Cosmology is the study of the Universe on its largest scales. This includes the formation of the Universe and its subsequent evolution. The field began in earnest in the second decade of the 20th century when Albert Einstein published his theory of General Relativity. This provided a mathematical framework for a description of the Universe as a whole.

Just over a century later, it is now widely accepted that ordinary atoms make up only a small fraction of the energy density of the Universe. This means that around 95 percent of everything is now thought to be in unknown forms of matter and energy.

Astronomers have called these components dark matter and dark energy to reflect their mysterious nature. Dark matter adds gravity to the Universe on the scale of galaxies and clusters of galaxies, whereas dark energy acts on the larger scale and causes the accelerated expansion of the Universe.

By combining this dark sector with ordinary matter cosmologists have constructed an extraordinarily accurate description of the Universe's behaviour. It is called the lambda-CDM model, where lambda indicates the dark energy and CDM stands for cold dark matter.

Albert Einstein in 1921. Credit: ÖNB/Wien, LSCH 0075-C

Lambda is also known as the Cosmological Constant. It was first introduced by Albert Einstein in his model of the Universe. At the time everyone believed in the assumption that the Universe was a static, unchanging place. So, Einstein used lambda to help balance the gravity in the Universe.

The journey towards our modern lambda-CDM began in 1927 with Belgium astrophysicist Georges Lemaître's prediction of the expanding Universe from his analysis of general relativity. Two years later, American astronomer Edwin Hubble confirmed Lemaître's prediction by using observations of distant galaxies to show that they were systematically moving away from us. This is now known as the Hubble-Lemaître law.

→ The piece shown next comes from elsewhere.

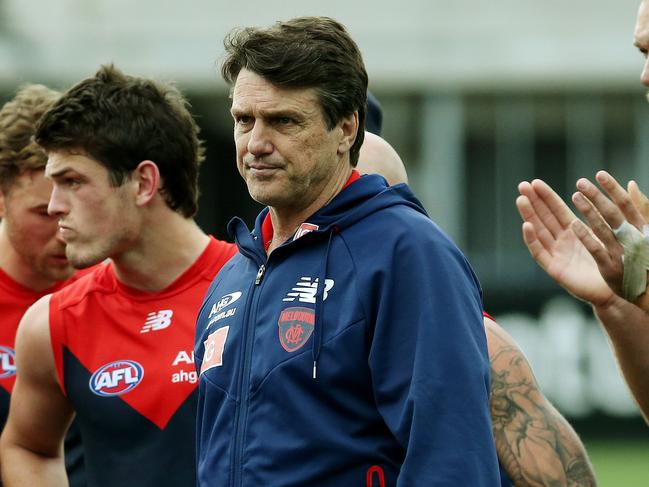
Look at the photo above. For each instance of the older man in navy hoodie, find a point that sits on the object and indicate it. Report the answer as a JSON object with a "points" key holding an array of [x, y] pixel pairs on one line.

In his analysis, Hubble correctly showed that an optical phenomenon called redshift was correlated to distance, exactly as would be expected if the Universe is expanding. Redshift is the stretching of a celestial object's light. The phenomenon was discovered in galaxies in 1912 by the American astronomer Vesto Slipher, and is most easily explained if the galaxy in question is moving away from us.

Hubble's colleague, the American astronomer Milton Humason, began an extensive observational programme to investigate the redshift of galaxies, and these observations furnished Hubble with the data he needed to show that the amount of redshift displayed by a galaxy is related to its distance from us, confirming Lemaître's predictions.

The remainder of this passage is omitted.